Auditors, and in particular the European Court of Auditors, can — and must — play an important part in this digital environment too. The ECA review on EU cybersecurity policy, issued on 19 March 2019, is one example of this. Another could be the protection of personal data. When examining the programmes, operations, management systems and procedures of bodies and institutions that manage EU funds to assess whether they are achieving economy, efficiency and effectiveness in the use of those resources, auditors might also come across issues related to personal data protection, such as non-compliance with the legal obligations of data protection by design in IT-systems. In order to improve the EU’s accountability in data protection matters, these issues should be reported to the EDPS.
Looking to the future
In early 2015, the EDPS set out its vision of an EU that leads by example in the global dialogue on data protection and privacy in the digital age. With the priorities of the new European Commission now beginning to take shape, it is clear that developing an EU that is fit for the digital age will also be a priority for EU policy in the years to come.

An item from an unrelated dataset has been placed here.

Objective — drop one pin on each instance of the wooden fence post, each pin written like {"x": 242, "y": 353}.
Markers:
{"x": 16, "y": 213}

This aligns with my vision for the mandate I received as EDPS, which began in December 2019. The EU administration should be smart and innovative. It should be able to adapt new technologies and business models and use them also to make data protection smarter and modern. In the same way, the office of the EDPS itself should also be smarter: making full use of the latest technologies, listening to a broad range of stakeholders from industry, civil society and academia on the ‘best and worst in class’ when it comes to using personal data.
However, as the EDPS initiatives described above demonstrate, meeting the challenges of big data is not something that can be done by data protection authorities alone; there is a real and urgent need for cooperation across all disciplines and among all regulatory bodies, including between the EU’s bodies and institutions.
The digital revolution is relentless in producing unprecedented challenges in the realm of data protection and other areas. New EU proposals on artificial intelligence, a Digital Services Act and competition policy, for example, are ambitious and necessary aims, but in the age of big data we must make sure that we do not lose sight of the fundamental rights which underpin the European ideal. As the European Data Protection Supervisor I will keep human dignity at the centre of our work when assessing how to navigate this unchartered terrain.
This article was first published on the 1/2020 issue of the ECA Journal. The contents of the interviews and the articles are the sole responsibility of the interviewees and authors and do not necessarily reflect the opinion of the European Court of Auditors.